In 2019, the neoconservative opposition to the Ecuadorian Health Code was presented as a rejection of the “Organic Code of Death”, because the code included articles related to abortion in the event of obstetric emergencies. In Colombia, neoconservatives have portrayed feminist and LGBTIQ+ struggles as a defence of a “culture of death”. And in Costa Rica, they have described political parties with pro-SHRH positions as the “death combo”.

The neoconservative bastion of life continues to assert control over people and bodies, and in particular, over women. In several countries in the region neoconservatives have tried to, and sometimes succeeded in, pushing through constitutional amendments that protect life from the moment of conception and increase the penalty for abortion, which is already recognized as a crime.

Neoconservativisms during the crisis

During the current crisis brought about by the pandemic, religious neoconservativisms have remained active. They are consolidating and refocusing their strategies as they continue to expand.

In addition to the activities I have already outlined above, neoconservative groups have been key actors in the creation and dissemination of fake news and conspiracy theories related to the virus. They have accused national and international social actors (including feminist groups) of being responsible for COVID-19, and, with the support of radically different governments such as those of Brazil and Mexico, have contributed to the consolidation of a denialist rhetoric about the crisis. Furthermore, they have disseminated fake remedies, criticized physical distancing measures, and advocated for resolving the crisis through fasting and prayer—something that was also suggested by leaders such as Jeanine Áñez, the former president of Bolivia. At the same time, they have continued their efforts to broaden their bases and to increase their influence within official institutions. Their existence as a political force is vital to understanding Latin America today.

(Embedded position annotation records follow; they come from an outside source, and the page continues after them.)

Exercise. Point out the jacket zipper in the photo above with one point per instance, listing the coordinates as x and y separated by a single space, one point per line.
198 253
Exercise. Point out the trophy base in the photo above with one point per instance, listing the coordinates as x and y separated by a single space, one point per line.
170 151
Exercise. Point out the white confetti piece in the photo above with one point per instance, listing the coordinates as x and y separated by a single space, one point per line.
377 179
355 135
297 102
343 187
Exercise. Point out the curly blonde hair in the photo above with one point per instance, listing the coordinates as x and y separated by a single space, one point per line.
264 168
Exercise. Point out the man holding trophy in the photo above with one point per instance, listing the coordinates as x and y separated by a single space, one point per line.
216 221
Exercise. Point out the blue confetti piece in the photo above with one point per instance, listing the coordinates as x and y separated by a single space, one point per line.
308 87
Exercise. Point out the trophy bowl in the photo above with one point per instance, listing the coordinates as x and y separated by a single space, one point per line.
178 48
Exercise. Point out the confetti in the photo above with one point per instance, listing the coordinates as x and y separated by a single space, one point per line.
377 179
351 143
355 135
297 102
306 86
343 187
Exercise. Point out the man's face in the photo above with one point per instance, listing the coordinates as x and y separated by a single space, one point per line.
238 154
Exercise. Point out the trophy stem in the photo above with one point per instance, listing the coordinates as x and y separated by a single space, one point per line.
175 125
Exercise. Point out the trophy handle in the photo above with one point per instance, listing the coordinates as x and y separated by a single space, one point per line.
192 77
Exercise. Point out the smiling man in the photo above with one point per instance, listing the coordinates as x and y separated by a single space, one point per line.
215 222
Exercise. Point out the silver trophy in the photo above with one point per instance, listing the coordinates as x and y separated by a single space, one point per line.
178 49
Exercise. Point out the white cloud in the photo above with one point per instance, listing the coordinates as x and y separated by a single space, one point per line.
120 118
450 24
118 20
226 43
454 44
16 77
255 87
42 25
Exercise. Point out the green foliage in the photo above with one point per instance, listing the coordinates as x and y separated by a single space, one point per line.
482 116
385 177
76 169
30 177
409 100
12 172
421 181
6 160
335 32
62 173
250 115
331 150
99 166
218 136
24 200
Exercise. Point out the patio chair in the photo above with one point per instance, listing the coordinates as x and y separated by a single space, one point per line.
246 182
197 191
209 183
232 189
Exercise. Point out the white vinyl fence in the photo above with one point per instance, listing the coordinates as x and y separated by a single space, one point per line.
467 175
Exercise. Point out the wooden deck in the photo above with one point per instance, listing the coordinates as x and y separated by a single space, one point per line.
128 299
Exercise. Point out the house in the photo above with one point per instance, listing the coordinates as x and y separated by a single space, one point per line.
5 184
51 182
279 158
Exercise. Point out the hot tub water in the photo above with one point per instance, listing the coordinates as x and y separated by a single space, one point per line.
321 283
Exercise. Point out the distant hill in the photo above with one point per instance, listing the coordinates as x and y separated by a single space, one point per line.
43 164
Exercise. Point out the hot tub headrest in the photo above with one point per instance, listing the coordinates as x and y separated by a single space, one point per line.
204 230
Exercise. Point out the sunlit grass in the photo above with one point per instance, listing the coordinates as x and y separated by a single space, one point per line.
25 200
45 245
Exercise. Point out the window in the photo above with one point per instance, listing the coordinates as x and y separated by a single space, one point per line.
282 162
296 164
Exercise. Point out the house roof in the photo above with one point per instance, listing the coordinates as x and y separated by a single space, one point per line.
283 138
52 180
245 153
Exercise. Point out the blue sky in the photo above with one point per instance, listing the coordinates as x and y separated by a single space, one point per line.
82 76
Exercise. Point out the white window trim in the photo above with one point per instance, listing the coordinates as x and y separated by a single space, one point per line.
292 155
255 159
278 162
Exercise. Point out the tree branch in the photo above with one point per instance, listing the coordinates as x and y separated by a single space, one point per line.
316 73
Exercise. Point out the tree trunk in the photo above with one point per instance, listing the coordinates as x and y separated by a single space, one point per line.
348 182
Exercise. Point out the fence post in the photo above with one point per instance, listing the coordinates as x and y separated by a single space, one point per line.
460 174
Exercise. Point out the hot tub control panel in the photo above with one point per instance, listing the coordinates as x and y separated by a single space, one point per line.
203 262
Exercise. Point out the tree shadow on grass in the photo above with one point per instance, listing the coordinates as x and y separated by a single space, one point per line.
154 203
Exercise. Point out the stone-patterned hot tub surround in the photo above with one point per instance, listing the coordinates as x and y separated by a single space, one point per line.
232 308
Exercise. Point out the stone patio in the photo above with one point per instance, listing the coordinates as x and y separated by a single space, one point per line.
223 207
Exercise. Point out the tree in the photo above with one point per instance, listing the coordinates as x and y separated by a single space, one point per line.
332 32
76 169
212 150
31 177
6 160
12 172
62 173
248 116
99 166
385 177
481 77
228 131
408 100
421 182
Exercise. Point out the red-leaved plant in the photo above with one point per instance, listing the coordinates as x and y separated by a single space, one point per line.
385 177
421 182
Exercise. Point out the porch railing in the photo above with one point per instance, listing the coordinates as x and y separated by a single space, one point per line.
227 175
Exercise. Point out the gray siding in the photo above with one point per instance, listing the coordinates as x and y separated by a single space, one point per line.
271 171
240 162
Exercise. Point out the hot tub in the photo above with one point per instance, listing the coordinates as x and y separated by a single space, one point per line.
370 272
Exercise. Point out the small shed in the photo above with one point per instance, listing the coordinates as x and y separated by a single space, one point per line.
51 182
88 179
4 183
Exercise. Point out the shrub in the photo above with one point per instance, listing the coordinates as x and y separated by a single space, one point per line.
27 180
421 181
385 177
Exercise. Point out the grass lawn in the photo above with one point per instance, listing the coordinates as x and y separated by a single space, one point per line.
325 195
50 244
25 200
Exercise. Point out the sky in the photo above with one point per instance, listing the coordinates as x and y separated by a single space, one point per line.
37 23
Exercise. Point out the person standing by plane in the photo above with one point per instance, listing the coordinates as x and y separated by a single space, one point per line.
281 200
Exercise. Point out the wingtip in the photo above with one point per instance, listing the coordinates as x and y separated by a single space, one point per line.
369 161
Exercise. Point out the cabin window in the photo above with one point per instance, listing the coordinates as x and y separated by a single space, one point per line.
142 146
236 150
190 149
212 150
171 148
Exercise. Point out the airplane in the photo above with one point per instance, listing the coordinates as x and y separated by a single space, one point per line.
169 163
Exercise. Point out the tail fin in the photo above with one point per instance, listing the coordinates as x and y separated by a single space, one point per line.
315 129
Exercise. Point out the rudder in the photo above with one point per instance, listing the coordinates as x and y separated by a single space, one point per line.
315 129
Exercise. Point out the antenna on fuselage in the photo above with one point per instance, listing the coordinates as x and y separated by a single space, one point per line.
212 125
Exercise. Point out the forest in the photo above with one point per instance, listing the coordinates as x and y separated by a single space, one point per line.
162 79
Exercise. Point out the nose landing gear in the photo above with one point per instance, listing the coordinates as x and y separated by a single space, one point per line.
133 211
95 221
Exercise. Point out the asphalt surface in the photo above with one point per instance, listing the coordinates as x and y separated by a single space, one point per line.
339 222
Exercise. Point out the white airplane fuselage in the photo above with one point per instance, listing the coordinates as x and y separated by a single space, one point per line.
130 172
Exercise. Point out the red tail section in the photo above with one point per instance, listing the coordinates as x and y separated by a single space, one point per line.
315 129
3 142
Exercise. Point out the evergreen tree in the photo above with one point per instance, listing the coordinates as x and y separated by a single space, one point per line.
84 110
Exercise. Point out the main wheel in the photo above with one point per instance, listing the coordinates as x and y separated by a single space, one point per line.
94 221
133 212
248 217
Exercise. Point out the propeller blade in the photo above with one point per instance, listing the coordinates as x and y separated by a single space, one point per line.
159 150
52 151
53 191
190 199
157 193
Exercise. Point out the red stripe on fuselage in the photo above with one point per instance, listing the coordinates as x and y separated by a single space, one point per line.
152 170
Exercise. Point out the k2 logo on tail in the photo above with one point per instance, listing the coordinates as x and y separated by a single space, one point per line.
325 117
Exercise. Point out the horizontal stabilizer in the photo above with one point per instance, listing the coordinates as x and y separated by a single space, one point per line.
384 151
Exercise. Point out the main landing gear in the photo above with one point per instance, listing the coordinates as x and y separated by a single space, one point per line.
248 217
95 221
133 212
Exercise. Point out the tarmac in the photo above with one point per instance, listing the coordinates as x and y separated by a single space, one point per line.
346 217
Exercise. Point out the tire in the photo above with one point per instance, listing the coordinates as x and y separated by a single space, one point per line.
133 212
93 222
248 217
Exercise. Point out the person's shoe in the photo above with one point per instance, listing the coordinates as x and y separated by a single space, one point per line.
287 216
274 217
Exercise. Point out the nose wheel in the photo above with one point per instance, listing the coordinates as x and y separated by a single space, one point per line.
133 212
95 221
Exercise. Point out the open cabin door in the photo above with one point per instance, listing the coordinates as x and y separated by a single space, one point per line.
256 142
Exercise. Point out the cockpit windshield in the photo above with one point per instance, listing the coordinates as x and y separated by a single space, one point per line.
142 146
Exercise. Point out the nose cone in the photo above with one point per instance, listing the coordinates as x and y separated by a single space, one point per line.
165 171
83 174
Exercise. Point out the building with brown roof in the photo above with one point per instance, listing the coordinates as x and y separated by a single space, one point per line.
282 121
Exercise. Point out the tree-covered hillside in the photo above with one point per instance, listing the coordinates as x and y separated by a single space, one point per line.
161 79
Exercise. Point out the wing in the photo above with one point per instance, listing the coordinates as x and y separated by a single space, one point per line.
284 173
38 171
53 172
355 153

However, the religious field is not entirely neoconservative. Catholics and evangelicals are also involved in efforts to defend rights—think, for example, of the organization Católicas por el Derecho a Decidir (Catholic Women for Freedom of Choice). Nor are all neoconservatives religious, as I have already mentioned. What matters is that we identify, analyse, and challenge political groupings in terms of the content of their statements, their contradictions, and their activities.

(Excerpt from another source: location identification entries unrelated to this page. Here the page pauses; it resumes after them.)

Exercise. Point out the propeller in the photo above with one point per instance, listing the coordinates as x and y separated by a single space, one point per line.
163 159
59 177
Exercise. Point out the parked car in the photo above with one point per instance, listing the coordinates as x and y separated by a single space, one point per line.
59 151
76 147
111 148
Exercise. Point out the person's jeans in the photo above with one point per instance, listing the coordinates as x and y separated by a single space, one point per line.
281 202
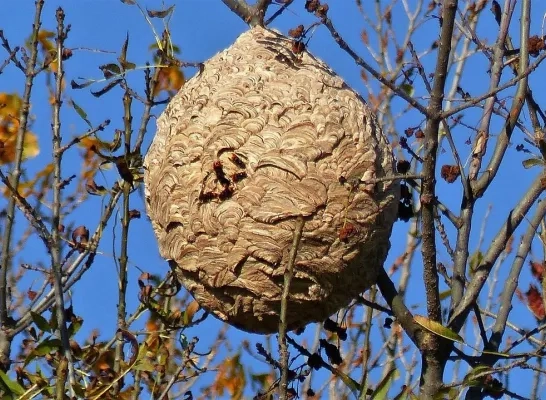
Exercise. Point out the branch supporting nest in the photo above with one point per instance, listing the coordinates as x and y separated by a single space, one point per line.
252 15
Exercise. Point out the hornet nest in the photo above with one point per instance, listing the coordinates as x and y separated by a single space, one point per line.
261 137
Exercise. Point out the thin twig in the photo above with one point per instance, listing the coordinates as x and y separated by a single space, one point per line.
360 61
288 274
498 244
55 249
5 258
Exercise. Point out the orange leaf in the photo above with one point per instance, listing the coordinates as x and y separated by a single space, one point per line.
537 269
534 302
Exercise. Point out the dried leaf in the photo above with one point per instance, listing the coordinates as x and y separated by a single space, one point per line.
80 112
160 13
437 328
535 302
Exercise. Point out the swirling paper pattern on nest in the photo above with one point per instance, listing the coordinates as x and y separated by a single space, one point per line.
259 137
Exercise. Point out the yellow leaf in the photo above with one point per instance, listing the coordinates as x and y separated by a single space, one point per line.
437 328
8 141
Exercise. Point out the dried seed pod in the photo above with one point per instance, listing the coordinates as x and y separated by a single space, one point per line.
296 128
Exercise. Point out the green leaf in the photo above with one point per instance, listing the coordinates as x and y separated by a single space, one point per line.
109 70
75 326
382 389
80 112
76 85
347 380
40 322
475 377
532 162
47 346
437 329
12 387
142 365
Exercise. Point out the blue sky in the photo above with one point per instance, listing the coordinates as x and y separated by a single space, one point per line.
201 28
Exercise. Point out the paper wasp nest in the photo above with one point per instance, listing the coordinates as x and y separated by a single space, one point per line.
259 137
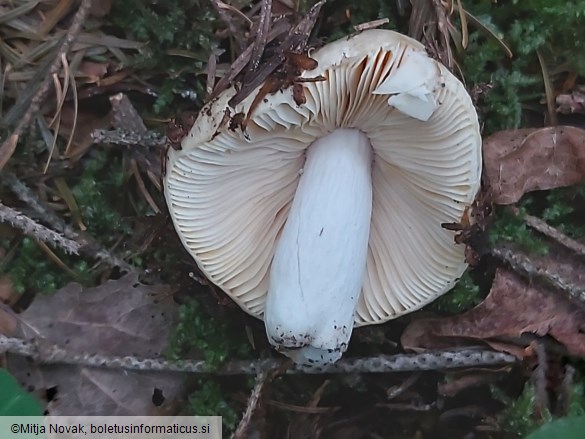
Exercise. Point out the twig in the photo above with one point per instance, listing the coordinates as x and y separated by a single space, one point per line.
9 145
261 37
552 233
523 265
43 353
242 429
26 195
539 377
86 245
122 137
37 231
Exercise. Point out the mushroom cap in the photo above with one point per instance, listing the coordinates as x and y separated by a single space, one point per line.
229 192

The anti-feminist framework of Latin American neoconservativisms is a point of fact. No narrative or policy that curtails rights is neutral with regard to inequality. And inequality is the central issue of feminist activism, as all feminisms fight for freedom, life, and families, but they do so according to a democratic politics.

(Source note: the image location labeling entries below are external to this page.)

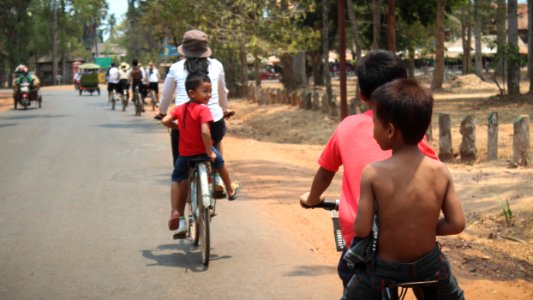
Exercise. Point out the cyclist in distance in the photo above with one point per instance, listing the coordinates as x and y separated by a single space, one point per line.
193 118
197 54
409 191
353 146
153 79
112 81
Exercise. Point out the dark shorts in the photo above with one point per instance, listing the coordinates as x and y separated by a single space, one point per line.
154 86
181 169
218 131
122 86
368 283
112 86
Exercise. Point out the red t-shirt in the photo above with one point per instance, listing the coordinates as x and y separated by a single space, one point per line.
353 146
190 116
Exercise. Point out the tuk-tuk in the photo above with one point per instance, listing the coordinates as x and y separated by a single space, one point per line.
89 78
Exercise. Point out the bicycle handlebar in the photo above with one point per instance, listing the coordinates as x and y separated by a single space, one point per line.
327 205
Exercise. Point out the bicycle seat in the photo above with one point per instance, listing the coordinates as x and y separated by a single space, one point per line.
197 159
414 283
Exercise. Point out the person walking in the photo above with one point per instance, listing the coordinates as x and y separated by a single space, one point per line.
197 54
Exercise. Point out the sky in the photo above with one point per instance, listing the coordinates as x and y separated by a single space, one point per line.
118 7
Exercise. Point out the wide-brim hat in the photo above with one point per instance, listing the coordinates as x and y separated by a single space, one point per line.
194 44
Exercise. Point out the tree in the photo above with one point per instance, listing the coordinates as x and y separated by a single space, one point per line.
513 63
466 35
438 72
501 12
391 25
376 21
530 44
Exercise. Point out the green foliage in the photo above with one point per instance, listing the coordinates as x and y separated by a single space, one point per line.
506 211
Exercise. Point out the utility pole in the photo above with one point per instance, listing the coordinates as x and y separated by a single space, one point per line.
341 4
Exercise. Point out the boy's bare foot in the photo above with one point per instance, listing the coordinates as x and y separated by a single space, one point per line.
174 221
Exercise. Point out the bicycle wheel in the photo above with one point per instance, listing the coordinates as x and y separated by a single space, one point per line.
194 231
204 214
205 243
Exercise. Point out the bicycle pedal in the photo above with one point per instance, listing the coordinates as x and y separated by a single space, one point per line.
219 195
179 236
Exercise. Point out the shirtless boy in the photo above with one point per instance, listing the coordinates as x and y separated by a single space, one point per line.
410 190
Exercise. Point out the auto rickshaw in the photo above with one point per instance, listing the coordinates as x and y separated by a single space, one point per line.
89 78
26 90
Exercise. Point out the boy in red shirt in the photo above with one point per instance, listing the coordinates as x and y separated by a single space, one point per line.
193 119
409 190
353 146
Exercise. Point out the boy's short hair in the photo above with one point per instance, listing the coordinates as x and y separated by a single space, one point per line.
194 80
405 104
377 68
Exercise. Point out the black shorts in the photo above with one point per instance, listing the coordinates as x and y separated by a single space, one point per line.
112 86
122 86
218 131
154 86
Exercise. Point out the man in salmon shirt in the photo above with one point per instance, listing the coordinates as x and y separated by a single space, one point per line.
353 146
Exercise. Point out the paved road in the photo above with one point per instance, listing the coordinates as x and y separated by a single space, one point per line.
83 211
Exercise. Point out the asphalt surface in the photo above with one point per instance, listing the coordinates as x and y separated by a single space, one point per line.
84 204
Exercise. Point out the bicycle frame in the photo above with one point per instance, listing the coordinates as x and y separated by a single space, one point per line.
202 205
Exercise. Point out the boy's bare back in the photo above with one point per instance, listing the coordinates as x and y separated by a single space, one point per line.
411 190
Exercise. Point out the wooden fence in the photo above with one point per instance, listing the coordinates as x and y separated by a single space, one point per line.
468 153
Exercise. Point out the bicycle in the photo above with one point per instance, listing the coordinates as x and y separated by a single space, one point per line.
391 290
137 101
201 203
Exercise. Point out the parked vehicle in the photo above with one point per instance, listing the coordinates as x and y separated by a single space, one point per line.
89 79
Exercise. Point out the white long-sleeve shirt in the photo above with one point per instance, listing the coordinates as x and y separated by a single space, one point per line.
175 82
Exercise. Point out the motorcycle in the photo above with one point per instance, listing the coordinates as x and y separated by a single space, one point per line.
25 96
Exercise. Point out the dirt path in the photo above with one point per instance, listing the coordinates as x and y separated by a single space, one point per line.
491 260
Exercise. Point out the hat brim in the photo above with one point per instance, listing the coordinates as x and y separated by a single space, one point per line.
186 53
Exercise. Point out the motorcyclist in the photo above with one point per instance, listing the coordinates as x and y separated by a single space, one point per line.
22 76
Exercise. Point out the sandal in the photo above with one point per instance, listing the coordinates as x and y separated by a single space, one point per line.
236 189
174 222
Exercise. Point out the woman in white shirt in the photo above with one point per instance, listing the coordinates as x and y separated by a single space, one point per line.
194 48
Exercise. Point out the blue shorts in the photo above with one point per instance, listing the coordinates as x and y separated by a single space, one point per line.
181 169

[This article was originally published in Spanish atRevista Común] [Translated by Andrea Garcés & Joel Scott for Gegensatz Translation Collective]

References

Díaz, M.A. (2020) “La Plataforma por la Vida y la Familia en Bolivia”, in Torres, A. (ed), “Derechos en riesgo en América Latina: 11 estudios sobre grupos neoconservadores”, Rosa-Luxemburg-Stiftung/Desde Abajo, pp.139–158.

Escobar, M.R. (2020) ““Lo que está en juego es la vida”: sobre “ideología de género”, religión y política en Colombia”, in Torres, A. (ed) op. cit., pp. 117–138. 

Kalil, I. (2020) “Políticas antiderechos en Brasil: neoliberalismo y neoconservadurismo en el gobierno de Bolsonaro”, en Torres, A. (ed) op. cit., pp.35–54

Loza, J. y López, M. (2020) “Representaciones y repertorios de expresiones conservadoras organizadas contra el aborto en Argentina (2018–2020)”, in Torres, A. (ed.) op. cit., pp. 55–74.

Morales, L. (2020) “¿Fundamentalismo religioso o grupos antiderechos en Cuba? La agenda contra el matrimonio igualitario (2018–2019)”, in Torres, A. (ed) op. cit., pp. 201–222.

Morán, J.M. and Peñas, M.A. (2020) “Una mirada regional de las articulaciones neoconservadoras”, in Torres, A. (ed.) op.cit., pp. 241–275.

Romero, J. (2000). “Prólogo”. In J. Romero y L. Romero (Comps.), Pensamiento Conservador 1815–1898, pp. 1–38. Biblioteca Ayacucho.

Salazar, J. (2020) “La doble vía entre lo local y lo transnacional: el activismo evangélico conservador en Ecuador y sus vínculos con la agenda internacional “antigénero””, in Torres, A. (ed.) op. cit., pp. 75–96.